Focusing on my own leadership has really been beneficial in shaping the way I lead in my work. Being a Bush Fellow has given me the platform to share with others my learnings and growth. Further, as a graduate student, a number of my assignments require implementation of new theories at work. This has allowed me to connect with others in different departments and learn about their work. I find that I am more confident to reach out and ask questions. I have learned more about my division as well as the entire agency. I am able to have increasingly more impactful collaborations. As a result, I have been invited to participate in agency-wide work groups. Focusing on my own leadership has increased my network and my influence in my work.

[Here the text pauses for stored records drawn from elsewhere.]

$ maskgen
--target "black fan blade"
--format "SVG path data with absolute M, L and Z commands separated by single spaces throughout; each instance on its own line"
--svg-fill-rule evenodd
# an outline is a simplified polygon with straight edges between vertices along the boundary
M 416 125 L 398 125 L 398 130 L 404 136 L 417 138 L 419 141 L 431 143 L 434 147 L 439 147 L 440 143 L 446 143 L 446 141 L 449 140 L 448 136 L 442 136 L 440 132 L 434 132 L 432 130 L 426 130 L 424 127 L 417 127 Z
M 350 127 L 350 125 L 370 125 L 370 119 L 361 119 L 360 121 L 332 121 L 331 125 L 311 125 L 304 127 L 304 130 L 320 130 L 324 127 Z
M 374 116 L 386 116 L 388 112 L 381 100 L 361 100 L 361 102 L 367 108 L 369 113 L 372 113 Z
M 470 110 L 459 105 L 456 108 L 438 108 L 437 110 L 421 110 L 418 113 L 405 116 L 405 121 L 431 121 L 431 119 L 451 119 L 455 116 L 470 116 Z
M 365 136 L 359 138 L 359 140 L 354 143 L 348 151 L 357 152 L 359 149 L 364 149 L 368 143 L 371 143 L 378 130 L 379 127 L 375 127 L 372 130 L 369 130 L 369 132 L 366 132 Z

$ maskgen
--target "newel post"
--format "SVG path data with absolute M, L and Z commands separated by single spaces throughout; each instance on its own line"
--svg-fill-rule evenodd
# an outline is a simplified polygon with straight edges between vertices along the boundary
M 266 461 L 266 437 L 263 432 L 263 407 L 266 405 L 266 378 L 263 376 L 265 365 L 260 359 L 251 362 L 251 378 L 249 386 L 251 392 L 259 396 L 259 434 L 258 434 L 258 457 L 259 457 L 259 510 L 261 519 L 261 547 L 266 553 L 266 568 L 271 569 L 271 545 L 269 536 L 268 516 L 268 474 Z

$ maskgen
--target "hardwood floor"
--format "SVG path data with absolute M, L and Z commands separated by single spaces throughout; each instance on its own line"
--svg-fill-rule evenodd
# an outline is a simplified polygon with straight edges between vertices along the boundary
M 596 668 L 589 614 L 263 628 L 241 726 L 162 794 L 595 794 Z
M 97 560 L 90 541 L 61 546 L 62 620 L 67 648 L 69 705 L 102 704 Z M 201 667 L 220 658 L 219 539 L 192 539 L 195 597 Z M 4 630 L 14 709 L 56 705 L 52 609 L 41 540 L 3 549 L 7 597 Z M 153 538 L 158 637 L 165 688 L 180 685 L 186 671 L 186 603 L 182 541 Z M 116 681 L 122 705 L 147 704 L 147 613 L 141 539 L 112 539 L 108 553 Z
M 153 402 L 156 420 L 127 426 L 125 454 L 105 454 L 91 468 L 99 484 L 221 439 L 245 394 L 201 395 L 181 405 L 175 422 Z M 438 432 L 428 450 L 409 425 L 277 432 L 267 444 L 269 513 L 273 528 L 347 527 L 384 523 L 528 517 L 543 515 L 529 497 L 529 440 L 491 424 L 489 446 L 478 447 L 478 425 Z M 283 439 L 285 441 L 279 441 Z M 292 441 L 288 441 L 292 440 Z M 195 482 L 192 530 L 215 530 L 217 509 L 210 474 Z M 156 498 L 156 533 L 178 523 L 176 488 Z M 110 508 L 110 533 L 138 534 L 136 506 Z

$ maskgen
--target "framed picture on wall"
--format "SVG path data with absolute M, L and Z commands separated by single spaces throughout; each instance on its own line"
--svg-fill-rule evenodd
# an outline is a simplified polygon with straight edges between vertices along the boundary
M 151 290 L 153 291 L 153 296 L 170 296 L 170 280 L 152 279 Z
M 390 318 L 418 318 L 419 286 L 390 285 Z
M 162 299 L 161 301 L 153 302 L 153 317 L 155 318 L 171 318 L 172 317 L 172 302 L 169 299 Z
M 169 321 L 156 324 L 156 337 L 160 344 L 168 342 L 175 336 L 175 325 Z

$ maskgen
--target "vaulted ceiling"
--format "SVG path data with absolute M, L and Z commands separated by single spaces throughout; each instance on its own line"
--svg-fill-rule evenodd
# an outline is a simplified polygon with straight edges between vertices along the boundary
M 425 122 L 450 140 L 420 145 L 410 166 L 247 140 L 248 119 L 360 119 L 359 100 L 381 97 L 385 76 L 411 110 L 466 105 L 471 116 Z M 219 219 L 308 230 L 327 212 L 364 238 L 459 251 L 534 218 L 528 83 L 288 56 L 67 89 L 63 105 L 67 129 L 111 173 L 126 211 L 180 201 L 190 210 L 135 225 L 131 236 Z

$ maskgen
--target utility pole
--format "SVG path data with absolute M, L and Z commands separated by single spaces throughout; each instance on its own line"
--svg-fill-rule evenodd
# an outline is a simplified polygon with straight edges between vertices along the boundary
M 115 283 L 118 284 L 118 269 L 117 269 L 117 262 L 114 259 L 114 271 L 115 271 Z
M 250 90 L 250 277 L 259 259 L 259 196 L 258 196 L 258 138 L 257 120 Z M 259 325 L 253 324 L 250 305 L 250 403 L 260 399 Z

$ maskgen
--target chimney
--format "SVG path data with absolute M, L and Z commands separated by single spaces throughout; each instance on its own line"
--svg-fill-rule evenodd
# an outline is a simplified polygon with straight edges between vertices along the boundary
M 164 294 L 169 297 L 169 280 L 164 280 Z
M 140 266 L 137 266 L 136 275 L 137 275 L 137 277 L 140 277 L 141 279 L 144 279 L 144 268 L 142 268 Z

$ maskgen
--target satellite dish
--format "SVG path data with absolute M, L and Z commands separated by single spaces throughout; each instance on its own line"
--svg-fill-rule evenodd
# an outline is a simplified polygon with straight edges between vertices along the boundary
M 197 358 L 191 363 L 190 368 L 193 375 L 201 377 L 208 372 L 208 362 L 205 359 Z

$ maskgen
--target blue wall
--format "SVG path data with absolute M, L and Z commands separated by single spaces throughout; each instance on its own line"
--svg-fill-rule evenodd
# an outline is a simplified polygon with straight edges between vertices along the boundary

While focusing on my own leadership has help me in my interactions with others, I believe it has been most beneficial in shaping my perspective of self-care and it’s prominence in sustaining my ability to lead. I cannot emphasize enough the benefit of self-care in my leadership and growth journey. My oldest child is 22 years old. Since her birth and the birth of my other four children, I have been trying to get by with the best of my abilities. I have been effective in some areas but I have been running on fumes. There was no way to predict all the things that happened last year. In our orientation, there was a presentation on self-care. I took it to heart and immediately, after starting my fellowship, I implemented self-care activities. Initially, it felt like a luxury. However, now it is mandatory part of my day, week and month. These activities were already a part of my routine when disaster hit. Without implementing these practices, I am not sure how I would have reacted to the death of my father or my sister or how I would have approached my mother in law’s terminal cancer. My self-care activities have sustained me in the worst of times and allowed me not to simply function but also to thrive. This has also been something that I shared with my children.
I am so grateful for the opportunity to take this journey. It has been so good for me as well as my immediate family and the community around me.